The rest of these airlines’ rebooking and refunding rules likewise vary depending on whether the flight cancellation was done by the airline or the passenger. In such cases, the airlines often prioritise flights directly affected by COVID-19. They also come with more benefits than flights passengers voluntarily cancelled. This includes the waiving of select fees or offering the entire rebooking process free of charge.
With the unpredictability and insecurity brought about by the pandemic, you may have to make changes to your flight more than once from this point on. While there is no limit to how many times you can do this with your airline, it may prove taxing when you take into consideration the ever-changing travel policies. When push comes to shove, the only viable option left is to cancel any travel plans until all travel restrictions have been lifted, the necessary vaccines have been distributed, and the nation’s “new normal” policies have been decided.
Is following safety and precautionary measures enough?
Earlier this month, NAIA released their new normal travel guidelines for when domestic and international travel is made available to the public again. Among the restrictions listed is only allowing passengers with confirmed bookings for the day into airports. They must also observe strict social distancing protocols and wear masks at all times within airport facilities.

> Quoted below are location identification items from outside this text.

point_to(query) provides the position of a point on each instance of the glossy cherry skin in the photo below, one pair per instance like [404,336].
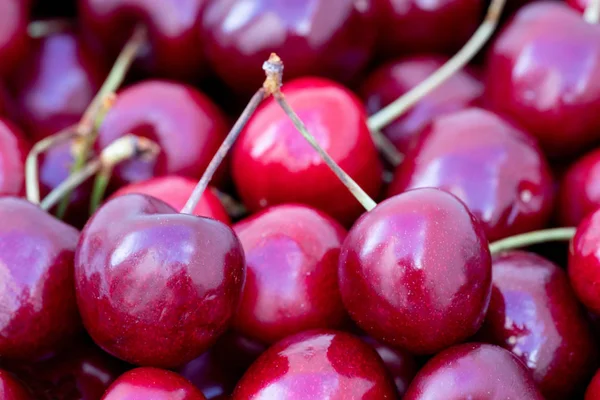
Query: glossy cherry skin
[319,364]
[174,48]
[273,164]
[534,314]
[188,127]
[415,272]
[39,314]
[175,191]
[473,371]
[157,288]
[331,38]
[54,84]
[152,383]
[496,169]
[541,72]
[292,254]
[394,79]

These may seem simple enough to follow, but there’s also the in-flight modifications that airlines will be executing, such as only filling window and aisle seats, and offering very limited passenger services. Even then, who’s to say that passengers and personnel will be completely immune from contracting the novel coronavirus?
Having flown to Okinawa in early March 2020, around the same time the cases started to surge in the Philippines, I can tell you that the anxiety incited by these changes is no laughing matter. The other week, I came upon an article that tells a first-hand account of flying during the pandemic. And it also raised a few points about travel paranoia that I found all too familiar based on that experience.
For all I knew, I could’ve been made to believe that washing my hands and wearing a face mask would keep me safe from COVID-19. Showing no symptoms meant a very small deal. I could’ve easily been one of those asymptomatic cases who would unknowingly pass the virus to a family member, among other people. Convinced that this was no longer just about me, I vowed never to travel until health authorities say it’s safe again. I know for a fact travellers who’ve been through the same thing can agree.
Booking cheap flights during COVID-19 probably isn’t worth it
Furthermore, can we be fully sure that the rest of the world, let alone our intended destination, is safe to visit should authorities allow travel once more? With international airports likely to require further testing and isolation, attractions applying severe social distancing protocols (if not prolonging closure), and hotels adapting modified accommodation policies, it’s possible that air travel will be the least of our problems once this is all over.
I could tell you now that it’s still up to you, but that would be encouraging irresponsible travel in the time of a deadly pandemic such as COVID-19. So to answer my own question (and similar questions you might have), buying cheap flights during COVID-19 may not be worth it after all.
If the situation doesn’t improve within the next few months, not only will we see stricter travel restrictions, but a total re-shutting of travel facilities. And until we see a flattening of the curve, these cheap flights will remain an illusion and the idea of travelling for pleasure will be impractical just as it is menacing.